Mergulhei nos livros. Saramago:
"Quando o senhor, também conhecido como deus, se apercebeu de que adão e eva, perfeitos em tudo o que apresentavam à vista, não lhes saía uma palavra da boca nem emitiam ao menos um simples som primário que fosse, teve de ficar irritado consigo mesmo, uma vez que não havia mais ninguém no jardim do éden a quem pudesse responsabilizar pela gravíssima falta, quando os outros animais, produtos, todos eles, tal como os dois humanos, do faça-se divino, uns por meio de mugidos e rugidos, outros por ronco, chilreio, assobios e cacarejos, desfrutavam já de voz própria." *
Ainda não, não é isto. Procuro respirar, mas o ar rarefeito compõe-se de miasmas de miséria e podridão. É excruciante esta dor, lancinante no seu latejar cadenciado; o bater do coração subiu ao cérebro à laia de conquista territorial e a desnutrida massa cinzenta arremessada desabridamente contra a parede óssea da minha cabeça. Tenho uma romaria dentro de mim.
Valha-me S. Miguel:
"Há coisas que não são para se perceberem. Esta é uma delas. Tenho uma coisa para dizer e não sei como hei-de dizê-la. Muito do que se segue pode ser, por isso, incompreensível. A culpa não é minha. O que for incompreensível não é mesmo para se perceber. Não é por falta de clareza. Serei muito claro. Eu próprio percebo pouco do que tenho para dizer. Mas tenho de dizê-lo." **
Perceberam? Habito a névoa da incompreensão; ao longe, traços esbatidos abandonam o corpóreo, como esboços desenhados a carvão numa folha em branco. As referências, salvadores pontos cardeais do meu desnorte, bailam fugazes em rodopios entontecidos. Desirmano-me do ser pensante e sou calhau empoeirado perdido no terreiro. Um cão rafeiro alça a pata e vem mijar-me em cima - é o diário dos meus dias.
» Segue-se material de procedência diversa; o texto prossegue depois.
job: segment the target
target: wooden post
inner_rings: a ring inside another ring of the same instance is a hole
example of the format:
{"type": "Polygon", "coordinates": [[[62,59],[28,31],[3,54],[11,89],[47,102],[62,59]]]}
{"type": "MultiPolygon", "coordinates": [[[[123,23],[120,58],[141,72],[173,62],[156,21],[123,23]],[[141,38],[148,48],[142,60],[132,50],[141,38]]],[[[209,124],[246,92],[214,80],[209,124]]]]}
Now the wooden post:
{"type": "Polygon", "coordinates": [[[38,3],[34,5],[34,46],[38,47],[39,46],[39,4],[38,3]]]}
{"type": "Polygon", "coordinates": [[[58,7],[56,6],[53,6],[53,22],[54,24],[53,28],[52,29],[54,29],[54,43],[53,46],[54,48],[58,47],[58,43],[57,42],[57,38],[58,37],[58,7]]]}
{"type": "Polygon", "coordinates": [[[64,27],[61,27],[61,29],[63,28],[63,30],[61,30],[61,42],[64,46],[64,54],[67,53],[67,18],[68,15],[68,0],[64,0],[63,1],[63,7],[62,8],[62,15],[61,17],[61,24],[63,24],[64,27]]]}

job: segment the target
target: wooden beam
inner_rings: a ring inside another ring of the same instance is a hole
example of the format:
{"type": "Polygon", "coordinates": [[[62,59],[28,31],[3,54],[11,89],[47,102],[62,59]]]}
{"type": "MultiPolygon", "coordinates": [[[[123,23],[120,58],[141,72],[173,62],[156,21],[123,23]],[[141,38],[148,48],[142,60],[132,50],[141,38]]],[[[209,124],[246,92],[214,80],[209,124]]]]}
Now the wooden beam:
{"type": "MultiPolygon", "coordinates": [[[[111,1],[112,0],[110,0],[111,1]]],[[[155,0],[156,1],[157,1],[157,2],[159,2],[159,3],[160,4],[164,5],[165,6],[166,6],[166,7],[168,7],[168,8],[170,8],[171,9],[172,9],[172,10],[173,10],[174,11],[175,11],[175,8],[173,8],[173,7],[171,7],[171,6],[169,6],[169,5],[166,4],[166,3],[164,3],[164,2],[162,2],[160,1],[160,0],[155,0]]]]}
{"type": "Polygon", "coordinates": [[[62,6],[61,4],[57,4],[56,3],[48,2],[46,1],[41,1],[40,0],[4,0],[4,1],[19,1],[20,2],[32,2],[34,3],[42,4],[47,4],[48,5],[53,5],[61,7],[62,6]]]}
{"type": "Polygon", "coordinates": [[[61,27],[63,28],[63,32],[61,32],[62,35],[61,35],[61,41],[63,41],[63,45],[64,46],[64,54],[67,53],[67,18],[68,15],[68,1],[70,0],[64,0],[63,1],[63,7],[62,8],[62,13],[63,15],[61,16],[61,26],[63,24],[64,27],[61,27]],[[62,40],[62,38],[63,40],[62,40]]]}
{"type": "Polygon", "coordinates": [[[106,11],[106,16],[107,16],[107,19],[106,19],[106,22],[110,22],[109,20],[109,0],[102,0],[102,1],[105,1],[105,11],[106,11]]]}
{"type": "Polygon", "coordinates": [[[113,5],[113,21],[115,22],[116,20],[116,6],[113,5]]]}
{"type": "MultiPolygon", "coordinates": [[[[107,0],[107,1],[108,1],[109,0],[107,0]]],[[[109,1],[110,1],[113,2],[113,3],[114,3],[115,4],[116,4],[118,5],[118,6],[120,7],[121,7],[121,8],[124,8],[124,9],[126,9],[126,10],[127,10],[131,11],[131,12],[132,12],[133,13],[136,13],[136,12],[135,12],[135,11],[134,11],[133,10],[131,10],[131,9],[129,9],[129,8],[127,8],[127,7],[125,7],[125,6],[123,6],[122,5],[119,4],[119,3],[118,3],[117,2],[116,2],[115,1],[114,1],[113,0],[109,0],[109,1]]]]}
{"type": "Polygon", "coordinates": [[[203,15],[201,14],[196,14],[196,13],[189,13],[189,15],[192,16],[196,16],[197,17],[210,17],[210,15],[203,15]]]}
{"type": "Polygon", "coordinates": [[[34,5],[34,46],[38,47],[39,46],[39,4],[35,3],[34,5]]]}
Valha-me o Pd. António Vieira, se alguma luz, mesmo vacilante, obstruir o célere empenho da minha antecipada loucura. Aposto todas as fichas, até as do carrossel:
"Nenhuma cousa se pòde prometter a natureza humana mais confórme ao seu mayor appetite, nem mais superior a toda a sua capacidade, que noticia dos tempos, & successos futuros; & isto he o que offerece a Portugal, à Europa, & ao Mundo esta nova, & nunca ouvida historia. As outras historias contaõ as cousas passadas; esta promete dizer as que estaõ por vir: as outras trazem à memoria aquelles successos publicos, que vio o Mundo; esta intenta manifestar ao Mundo aqueles segredos occultos, & escurissimos que não chega a penetrar o entendimento." ***
PASMASTEIS QUE NEM EU, Ó CRIATURAS?
Ó INCRÉUS DO DANADO INFERNO: VÓS OUVISTEIS E NÃO ESTAIS LOUCOS?!?!?!?!
Deste acontecido dou lavra, corpo presente e temente, sanguíneo quente, da ocorrência sucedida em actos e outros análogos na boa Terra de Mos, Camiño Santa Ana, Galiza, naquela que foi a noite 28 do mês Abril do ano da graça de 2017.